Antes dela, ainda em 20 de dezembro de 1896, e também em Juiz de Fora, conforme registram os historiadores e a imprensa da época, criava-se a Confraria Literária Mineira, que chegou a realizar várias reuniões, sob a presidência do jornalista Silva Tavares, em diretoria de que igualmente faziam parte Lindolpho Gomes e Thiago Guimarães. De curta duração, do referido grêmio saíram vários dos que, posteriormente, figuraram como fundadores da Academia Mineira de Letras. Inspirada pelo movimento que se espalhava pelo país e que resultaria na fundação da Academia Brasileira de Letras, em 1897, por Machado de Assis, Joaquim Nabuco e Lúcio de Mendonça, a Confraria já pregava a necessidade da união dos escritores para fortalecer a Literatura no Brasil.

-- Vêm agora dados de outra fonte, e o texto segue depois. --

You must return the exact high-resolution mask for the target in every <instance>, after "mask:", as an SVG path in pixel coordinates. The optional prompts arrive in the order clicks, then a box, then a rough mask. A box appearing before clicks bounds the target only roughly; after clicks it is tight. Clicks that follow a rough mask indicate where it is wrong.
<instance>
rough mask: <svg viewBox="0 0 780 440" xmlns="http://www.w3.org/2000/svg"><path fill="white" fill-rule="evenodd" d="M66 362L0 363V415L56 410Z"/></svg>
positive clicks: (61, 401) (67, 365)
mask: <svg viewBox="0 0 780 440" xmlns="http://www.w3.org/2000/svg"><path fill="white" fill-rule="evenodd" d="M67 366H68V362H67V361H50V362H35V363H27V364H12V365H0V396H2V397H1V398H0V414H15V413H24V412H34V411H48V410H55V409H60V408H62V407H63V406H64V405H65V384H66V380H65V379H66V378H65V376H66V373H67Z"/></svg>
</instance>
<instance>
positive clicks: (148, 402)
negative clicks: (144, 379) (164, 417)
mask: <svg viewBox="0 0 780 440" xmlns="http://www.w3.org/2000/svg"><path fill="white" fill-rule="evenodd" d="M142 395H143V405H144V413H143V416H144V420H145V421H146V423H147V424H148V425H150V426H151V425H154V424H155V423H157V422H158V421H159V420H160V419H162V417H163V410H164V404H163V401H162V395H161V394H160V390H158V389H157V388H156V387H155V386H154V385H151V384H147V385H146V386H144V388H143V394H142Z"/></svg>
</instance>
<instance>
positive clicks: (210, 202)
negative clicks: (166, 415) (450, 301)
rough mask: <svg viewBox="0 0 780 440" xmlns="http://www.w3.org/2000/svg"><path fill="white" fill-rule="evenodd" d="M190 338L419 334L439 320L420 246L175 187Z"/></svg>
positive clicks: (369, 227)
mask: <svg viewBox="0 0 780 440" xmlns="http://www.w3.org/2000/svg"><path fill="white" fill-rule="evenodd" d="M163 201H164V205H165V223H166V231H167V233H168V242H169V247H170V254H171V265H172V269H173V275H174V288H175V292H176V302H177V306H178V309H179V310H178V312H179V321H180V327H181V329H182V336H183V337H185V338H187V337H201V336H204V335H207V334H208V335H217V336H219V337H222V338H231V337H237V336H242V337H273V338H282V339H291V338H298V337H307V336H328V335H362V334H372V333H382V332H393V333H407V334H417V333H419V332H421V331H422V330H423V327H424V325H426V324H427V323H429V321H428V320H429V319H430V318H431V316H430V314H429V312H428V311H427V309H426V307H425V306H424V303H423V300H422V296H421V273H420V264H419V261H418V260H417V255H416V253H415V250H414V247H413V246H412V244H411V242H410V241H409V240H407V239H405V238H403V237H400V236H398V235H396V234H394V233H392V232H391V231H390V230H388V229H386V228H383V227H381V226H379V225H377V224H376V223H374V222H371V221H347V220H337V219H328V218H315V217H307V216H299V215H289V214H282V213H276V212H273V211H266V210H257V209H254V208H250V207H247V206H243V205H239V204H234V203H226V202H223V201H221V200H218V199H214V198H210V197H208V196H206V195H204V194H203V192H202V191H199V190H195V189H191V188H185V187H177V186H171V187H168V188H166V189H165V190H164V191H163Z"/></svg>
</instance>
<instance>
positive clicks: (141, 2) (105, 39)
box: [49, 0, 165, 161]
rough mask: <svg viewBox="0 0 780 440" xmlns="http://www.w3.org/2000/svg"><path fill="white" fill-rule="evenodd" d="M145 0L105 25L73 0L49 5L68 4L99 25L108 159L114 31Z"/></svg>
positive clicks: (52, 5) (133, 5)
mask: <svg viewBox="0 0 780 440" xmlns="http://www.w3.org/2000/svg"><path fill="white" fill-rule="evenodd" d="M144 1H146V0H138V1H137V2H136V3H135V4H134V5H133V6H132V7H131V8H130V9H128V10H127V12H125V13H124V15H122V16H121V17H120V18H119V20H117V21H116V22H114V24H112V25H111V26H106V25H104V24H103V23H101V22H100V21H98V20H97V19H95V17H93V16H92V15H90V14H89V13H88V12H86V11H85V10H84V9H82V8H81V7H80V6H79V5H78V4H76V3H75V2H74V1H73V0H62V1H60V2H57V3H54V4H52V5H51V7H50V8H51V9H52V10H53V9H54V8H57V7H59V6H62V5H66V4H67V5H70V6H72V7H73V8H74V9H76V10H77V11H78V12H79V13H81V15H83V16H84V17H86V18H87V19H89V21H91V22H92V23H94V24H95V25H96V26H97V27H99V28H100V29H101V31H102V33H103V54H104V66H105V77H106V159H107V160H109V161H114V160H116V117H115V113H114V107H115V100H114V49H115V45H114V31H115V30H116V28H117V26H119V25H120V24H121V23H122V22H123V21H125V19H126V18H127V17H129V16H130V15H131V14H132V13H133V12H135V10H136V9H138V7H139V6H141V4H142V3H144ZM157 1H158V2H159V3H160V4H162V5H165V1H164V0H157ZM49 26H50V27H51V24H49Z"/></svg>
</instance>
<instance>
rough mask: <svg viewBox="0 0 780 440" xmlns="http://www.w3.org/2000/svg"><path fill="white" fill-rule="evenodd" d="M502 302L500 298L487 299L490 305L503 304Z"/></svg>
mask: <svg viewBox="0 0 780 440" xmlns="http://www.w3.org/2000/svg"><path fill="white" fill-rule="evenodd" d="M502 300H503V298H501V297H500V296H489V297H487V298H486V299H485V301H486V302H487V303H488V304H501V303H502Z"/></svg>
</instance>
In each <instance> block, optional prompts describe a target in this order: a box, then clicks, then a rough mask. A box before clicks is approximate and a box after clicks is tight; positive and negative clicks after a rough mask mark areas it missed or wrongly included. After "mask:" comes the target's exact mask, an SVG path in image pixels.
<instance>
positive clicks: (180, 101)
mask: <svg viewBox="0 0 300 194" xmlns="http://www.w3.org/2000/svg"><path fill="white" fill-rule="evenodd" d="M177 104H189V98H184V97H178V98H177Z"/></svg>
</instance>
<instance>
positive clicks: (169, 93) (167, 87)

Transferida para Belo Horizonte, a AML realizou sua primeira sessão na capital no dia 24 de janeiro de 1915, no Teatro Municipal. Sete anos depois, na presidência de Mário de Lima, começou a editar a sua Revista, que circula até hoje, sempre incluindo ensaios, crônicas e poemas. Por muito tempo, realizou seus encontros e suas atividades em diferentes espaços da cidade, sem pouso definido. O fim da ‘vida nômade’ só viria no final da década de quarenta, na presidência de Heli Menegale, quando fixou o seu local de funcionamento em um imóvel à Rua Carijós, 150, no centro da cidade. Em 1987, conquistou a tão sonhada ‘sede ao rés-do-chão’, fruto da tenacidade de Vivaldi Moreira, seu presidente entre 1975 e 2001: o Palacete Borges da Costa, localizado à Rua da Bahia, 1446. Em 1994, ficou pronto o prédio anexo, projetado pelo arquiteto Gustavo Penna para abrigar o auditório e um espaço para exposições de arte e lançamentos de livros. Um ano antes, era instituída oficialmente a Universidade Livre, instância promotora das atividades culturais da AML até hoje em plena atividade, sob o reitorado do acadêmico Luís Giffoni.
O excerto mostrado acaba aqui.